Yes — the RMD is a floor, not a ceiling. You can withdraw as much as you want from a traditional account, but the IRS only requires the minimum. Withdrawals above the RMD still count as taxable ordinary income for that year. Many retirees use the RMD as a baseline and supplement it with additional withdrawals only when other income sources fall short.

The IRS Uniform Lifetime Table, Joint Life Table, and Single Life Table were last revised effective January 2022 to reflect longer life expectancies, lengthening distribution periods and lowering RMDs across the board. Future revisions happen periodically — typically every decade or so — so always verify against the current Publication 590-B before relying on a table from earlier guidance.

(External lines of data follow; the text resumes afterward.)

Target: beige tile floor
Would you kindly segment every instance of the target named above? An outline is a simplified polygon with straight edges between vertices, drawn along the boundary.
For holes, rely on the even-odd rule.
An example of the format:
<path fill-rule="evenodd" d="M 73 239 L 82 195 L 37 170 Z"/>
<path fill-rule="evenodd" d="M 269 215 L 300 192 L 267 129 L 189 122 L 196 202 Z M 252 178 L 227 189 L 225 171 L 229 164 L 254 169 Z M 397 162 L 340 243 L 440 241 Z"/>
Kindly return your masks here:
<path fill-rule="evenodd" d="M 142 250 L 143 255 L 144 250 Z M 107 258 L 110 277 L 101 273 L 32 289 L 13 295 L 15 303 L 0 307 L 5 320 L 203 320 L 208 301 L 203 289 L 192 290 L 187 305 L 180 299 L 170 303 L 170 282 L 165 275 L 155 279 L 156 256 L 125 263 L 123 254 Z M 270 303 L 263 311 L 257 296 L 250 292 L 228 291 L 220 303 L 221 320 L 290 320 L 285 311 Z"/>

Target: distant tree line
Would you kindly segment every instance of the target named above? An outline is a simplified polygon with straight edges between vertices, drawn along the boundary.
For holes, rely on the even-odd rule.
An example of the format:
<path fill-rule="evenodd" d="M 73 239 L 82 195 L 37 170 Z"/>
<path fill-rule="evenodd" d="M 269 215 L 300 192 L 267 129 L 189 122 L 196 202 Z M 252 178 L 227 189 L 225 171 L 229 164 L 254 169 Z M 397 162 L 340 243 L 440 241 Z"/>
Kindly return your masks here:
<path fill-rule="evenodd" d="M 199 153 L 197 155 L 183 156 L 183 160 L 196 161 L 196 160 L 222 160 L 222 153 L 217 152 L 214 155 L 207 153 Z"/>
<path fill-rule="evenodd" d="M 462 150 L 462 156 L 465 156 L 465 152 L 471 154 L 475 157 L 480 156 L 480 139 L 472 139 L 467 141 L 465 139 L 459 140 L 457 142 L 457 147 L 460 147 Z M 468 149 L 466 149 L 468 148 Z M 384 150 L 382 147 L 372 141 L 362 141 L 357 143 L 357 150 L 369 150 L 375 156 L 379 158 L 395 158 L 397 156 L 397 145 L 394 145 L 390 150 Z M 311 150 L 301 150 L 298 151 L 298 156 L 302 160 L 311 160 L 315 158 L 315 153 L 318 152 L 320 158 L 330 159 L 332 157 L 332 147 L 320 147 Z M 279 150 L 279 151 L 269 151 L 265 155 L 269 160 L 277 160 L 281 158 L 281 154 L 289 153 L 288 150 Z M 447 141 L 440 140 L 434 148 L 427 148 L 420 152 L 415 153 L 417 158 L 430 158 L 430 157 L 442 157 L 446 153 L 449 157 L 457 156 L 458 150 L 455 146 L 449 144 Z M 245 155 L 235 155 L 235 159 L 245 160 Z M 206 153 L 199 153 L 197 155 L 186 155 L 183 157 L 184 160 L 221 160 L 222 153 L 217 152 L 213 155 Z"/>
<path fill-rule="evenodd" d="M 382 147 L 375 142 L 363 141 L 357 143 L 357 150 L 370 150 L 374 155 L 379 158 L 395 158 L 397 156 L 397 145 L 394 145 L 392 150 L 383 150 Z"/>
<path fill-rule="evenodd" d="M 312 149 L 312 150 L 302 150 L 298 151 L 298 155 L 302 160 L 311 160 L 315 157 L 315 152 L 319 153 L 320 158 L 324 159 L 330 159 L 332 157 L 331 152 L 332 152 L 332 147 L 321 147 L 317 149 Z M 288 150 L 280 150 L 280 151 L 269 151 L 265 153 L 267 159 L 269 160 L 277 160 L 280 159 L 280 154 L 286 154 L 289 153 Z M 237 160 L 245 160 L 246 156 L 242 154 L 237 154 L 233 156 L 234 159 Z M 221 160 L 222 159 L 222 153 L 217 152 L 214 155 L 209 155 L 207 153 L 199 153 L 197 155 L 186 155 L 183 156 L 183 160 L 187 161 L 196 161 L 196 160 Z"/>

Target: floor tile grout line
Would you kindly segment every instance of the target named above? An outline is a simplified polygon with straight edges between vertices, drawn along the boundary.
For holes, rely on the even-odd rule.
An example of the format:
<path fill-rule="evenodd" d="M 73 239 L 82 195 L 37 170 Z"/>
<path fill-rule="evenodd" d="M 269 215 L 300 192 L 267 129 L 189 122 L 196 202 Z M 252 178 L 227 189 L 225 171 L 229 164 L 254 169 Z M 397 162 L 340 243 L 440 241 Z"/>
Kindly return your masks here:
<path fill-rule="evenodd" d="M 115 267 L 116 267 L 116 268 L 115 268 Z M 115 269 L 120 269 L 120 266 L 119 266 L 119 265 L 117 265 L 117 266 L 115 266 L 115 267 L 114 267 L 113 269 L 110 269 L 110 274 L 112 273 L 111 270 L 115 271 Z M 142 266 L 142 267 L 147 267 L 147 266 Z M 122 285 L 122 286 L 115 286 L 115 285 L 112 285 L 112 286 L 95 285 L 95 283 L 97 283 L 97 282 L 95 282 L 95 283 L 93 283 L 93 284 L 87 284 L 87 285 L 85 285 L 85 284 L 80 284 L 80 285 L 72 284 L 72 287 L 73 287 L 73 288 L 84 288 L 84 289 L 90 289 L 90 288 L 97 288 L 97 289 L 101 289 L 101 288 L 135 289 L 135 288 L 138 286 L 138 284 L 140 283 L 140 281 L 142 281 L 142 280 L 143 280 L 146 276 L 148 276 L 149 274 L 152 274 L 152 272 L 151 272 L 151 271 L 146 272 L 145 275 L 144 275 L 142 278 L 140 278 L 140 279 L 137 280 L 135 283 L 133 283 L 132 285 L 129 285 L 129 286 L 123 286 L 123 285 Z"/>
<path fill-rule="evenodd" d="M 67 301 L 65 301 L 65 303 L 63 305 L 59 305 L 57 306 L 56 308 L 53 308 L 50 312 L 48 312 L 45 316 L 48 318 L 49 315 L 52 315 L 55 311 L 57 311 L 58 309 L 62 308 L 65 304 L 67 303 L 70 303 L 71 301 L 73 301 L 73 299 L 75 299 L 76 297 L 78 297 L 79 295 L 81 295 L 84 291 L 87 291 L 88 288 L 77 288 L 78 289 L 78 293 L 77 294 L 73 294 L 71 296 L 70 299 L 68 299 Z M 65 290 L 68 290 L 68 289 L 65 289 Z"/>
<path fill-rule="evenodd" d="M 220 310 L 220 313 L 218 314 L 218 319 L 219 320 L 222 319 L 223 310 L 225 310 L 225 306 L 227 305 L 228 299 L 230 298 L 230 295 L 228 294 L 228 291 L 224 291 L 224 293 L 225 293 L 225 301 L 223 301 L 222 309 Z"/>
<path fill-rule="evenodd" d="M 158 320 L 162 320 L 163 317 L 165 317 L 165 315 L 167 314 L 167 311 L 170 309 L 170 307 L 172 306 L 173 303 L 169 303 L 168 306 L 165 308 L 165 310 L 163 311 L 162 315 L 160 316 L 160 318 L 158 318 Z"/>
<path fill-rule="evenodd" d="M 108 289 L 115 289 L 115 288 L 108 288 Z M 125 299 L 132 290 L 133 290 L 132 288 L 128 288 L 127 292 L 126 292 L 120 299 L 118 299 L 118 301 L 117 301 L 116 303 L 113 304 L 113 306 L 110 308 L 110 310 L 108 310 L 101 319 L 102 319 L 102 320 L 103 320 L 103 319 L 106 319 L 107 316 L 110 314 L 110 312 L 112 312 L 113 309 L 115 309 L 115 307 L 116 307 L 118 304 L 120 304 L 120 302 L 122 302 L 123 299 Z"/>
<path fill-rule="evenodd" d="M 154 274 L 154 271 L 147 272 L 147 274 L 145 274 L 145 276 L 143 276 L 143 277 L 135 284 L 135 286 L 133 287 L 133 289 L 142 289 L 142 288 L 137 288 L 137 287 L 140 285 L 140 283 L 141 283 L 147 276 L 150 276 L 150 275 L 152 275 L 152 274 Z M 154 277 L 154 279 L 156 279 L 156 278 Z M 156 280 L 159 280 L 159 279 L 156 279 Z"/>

The Uniform Lifetime Table (Pub 590-B, Table III) is the default IRS distribution-period table used by most retirement account owners. It assumes a notional beneficiary 10 years younger than the owner, which is why it produces the same RMD regardless of who you actually name. A 73-year-old uses a period of 26.5; a 90-year-old uses 12.2; a 100-year-old uses 6.4.

Yes — via a Qualified Charitable Distribution (QCD). Account holders aged 70½ or older can direct up to $108,000 (2025 limit, indexed annually) per year from a traditional IRA directly to a qualified 501(c)(3) charity. The QCD counts toward your RMD, never appears in your taxable income, and avoids increasing your modified adjusted gross income — which can also help avoid IRMAA Medicare surcharges and reduce the share of Social Security benefits taxed.